Results of RSP according to prediction method

8 Conclusions

Main motivation of this work was the chance to participate in the call for the soccer challenge as a way to test a basic Bayesian model along with other techniques to predict the outcome of matches in soccer. Despite the lack of knowledge about soccer in general, we were able to first understand the challenge and then developed a prediction model that is easy to implement. From literature reviewed we learned that each league is driven by different motivations that influence the result of a match game. Then, information based only in the result of matches may no accurate allows to recognize useful patterns for prediction. Most of the time inverted in the process of defining the better way of ranking as well as programming the procedures, trying to make them as efficient as possible.
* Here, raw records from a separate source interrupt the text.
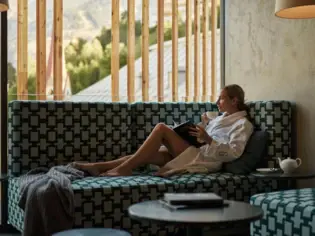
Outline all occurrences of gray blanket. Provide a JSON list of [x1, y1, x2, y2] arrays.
[[19, 164, 84, 236]]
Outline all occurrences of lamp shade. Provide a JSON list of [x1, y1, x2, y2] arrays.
[[0, 0, 9, 11], [275, 0, 315, 19]]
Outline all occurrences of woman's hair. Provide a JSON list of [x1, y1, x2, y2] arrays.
[[224, 84, 250, 120]]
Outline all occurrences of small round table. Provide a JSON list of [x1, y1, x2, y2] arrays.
[[128, 201, 263, 235], [53, 228, 131, 236]]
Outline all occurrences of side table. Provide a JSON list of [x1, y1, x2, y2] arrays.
[[52, 228, 131, 236], [128, 201, 263, 236]]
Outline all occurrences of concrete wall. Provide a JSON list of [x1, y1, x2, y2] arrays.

The methodology proposed is simply an instance of a more general framework, applied to soccer. It would be interesting to try other sports. In this section, we consider the possibilities for extension. Even though the framework can in principle be adapted to a wide range of sports domains, it cannot be used in domains which have insufficient data. Another approach to explore in the future is a Knowledge-based system. This usually require knowledge of relatively good quality while most machine learning systems need a huge amount of data to get good predictions. It is important to understand that each soccer league behaves according to particular environment. Therefore, a better prediction model should include particular features of the match game, such as the importance of the game. Availability of more features that can help in solving the issue of predicting draw class would improve the accuracy.

Future work in this area includes the development of a model that attempt to predict the score of the match, along with more advance techniques and the use of different metrics for evaluating the quality of the result.